Wait Event Heatmaps: See What PostgreSQL Is Actually Waiting On

#database #monitoring #performance #postgres

Wait Event Heatmaps: See What PostgreSQL Is Actually Waiting On

If you have ever stared at a Grafana dashboard full of green CPU and memory panels while your users complain about slow queries, you have experienced the fundamental blind spot of resource utilization monitoring. PostgreSQL has a built-in profiler that most teams completely ignore — wait events.

The Problem

Your database feels slow but the usual metrics look fine. CPU is at 30%. Memory is stable. Disk I/O graphs show nothing dramatic. The problem is invisible because you are looking at resource utilization metrics, which tell you how much of each resource is consumed but not what PostgreSQL is spending its time doing.

PostgreSQL tracks exactly what every backend is waiting on at any given moment.

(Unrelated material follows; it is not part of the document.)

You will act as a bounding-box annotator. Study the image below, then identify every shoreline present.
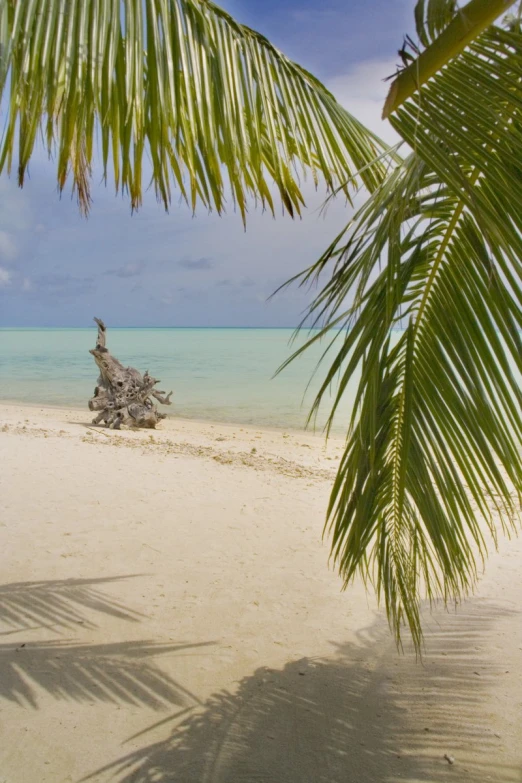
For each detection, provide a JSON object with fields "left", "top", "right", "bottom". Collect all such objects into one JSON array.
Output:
[{"left": 0, "top": 399, "right": 345, "bottom": 443}]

These are wait events, and they fall into categories: IO (reading or writing data files), Lock (heavyweight row or table locks), LWLock (lightweight internal locks like buffer mapping or WAL insertion), BufferPin (waiting for a shared buffer), Client (waiting for the application to send data or read results), and Activity (background process idle waits). When a backend is actively computing — executing an operator, sorting rows, evaluating expressions — there is no wait event at all.

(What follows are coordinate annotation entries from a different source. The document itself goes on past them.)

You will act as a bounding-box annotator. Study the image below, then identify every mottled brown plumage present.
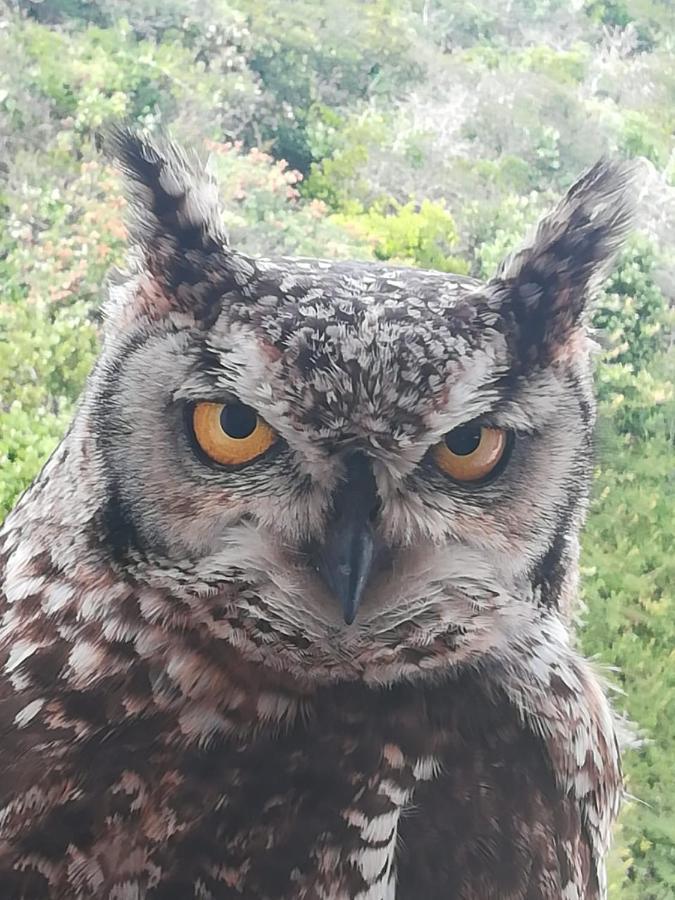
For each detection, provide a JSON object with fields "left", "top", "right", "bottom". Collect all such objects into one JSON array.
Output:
[{"left": 0, "top": 132, "right": 630, "bottom": 900}]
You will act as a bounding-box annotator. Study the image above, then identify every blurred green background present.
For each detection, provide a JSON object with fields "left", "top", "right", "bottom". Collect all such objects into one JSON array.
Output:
[{"left": 0, "top": 0, "right": 675, "bottom": 900}]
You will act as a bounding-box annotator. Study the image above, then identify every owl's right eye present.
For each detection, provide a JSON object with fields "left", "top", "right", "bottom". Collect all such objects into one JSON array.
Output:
[{"left": 192, "top": 401, "right": 278, "bottom": 466}]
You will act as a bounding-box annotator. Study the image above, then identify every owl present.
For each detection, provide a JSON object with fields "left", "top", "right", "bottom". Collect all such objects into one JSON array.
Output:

Wait events are the closest thing PostgreSQL offers to a profiler. They tell you whether your database is slow because of I/O, lock contention, internal bottlenecks, or client-side delays. A database that shows 50% of sessions in IO:DataFileRead has a fundamentally different problem than one showing 50% in Lock:transactionid — the first needs better caching or faster storage, the second needs shorter transactions. Without wait event data, you are guessing at the root cause.

How to Detect It

Query pg_stat_activity to see what each active backend is currently waiting on:

-- Current wait events for all active sessions
SELECT
    pid,
    wait_event_type,
    wait_event,
    state,
    left(query, 80) AS query_snippet,
    now() - query_start AS query_duration
FROM pg_stat_activity
WHERE state = 'active'
    AND pid != pg_backend_pid()
ORDER BY wait_event_type, wait_event;

-- Aggregate current wait events by type
SELECT
    wait_event_type,
    wait_event,
    count(*) AS session_count
FROM pg_stat_activity
WHERE state = 'active'
    AND wait_event IS NOT NULL
ORDER BY count(*) DESC;

The problem with these queries is that wait events are transient. A session's wait event changes every millisecond — it reads a data page (IO:DataFileRead), processes it (no wait event), reads another page, acquires a buffer pin (BufferPin:BufferPin), and so on. A single-point query captures whatever is happening at that exact instant, which may or may not represent the actual bottleneck.

To build a meaningful picture, you need to sample repeatedly and aggregate. Some teams write cron jobs that query pg_stat_activity every second and log the results. This works, but building a sampling infrastructure, storing the time-series data, and visualizing the results is a significant investment.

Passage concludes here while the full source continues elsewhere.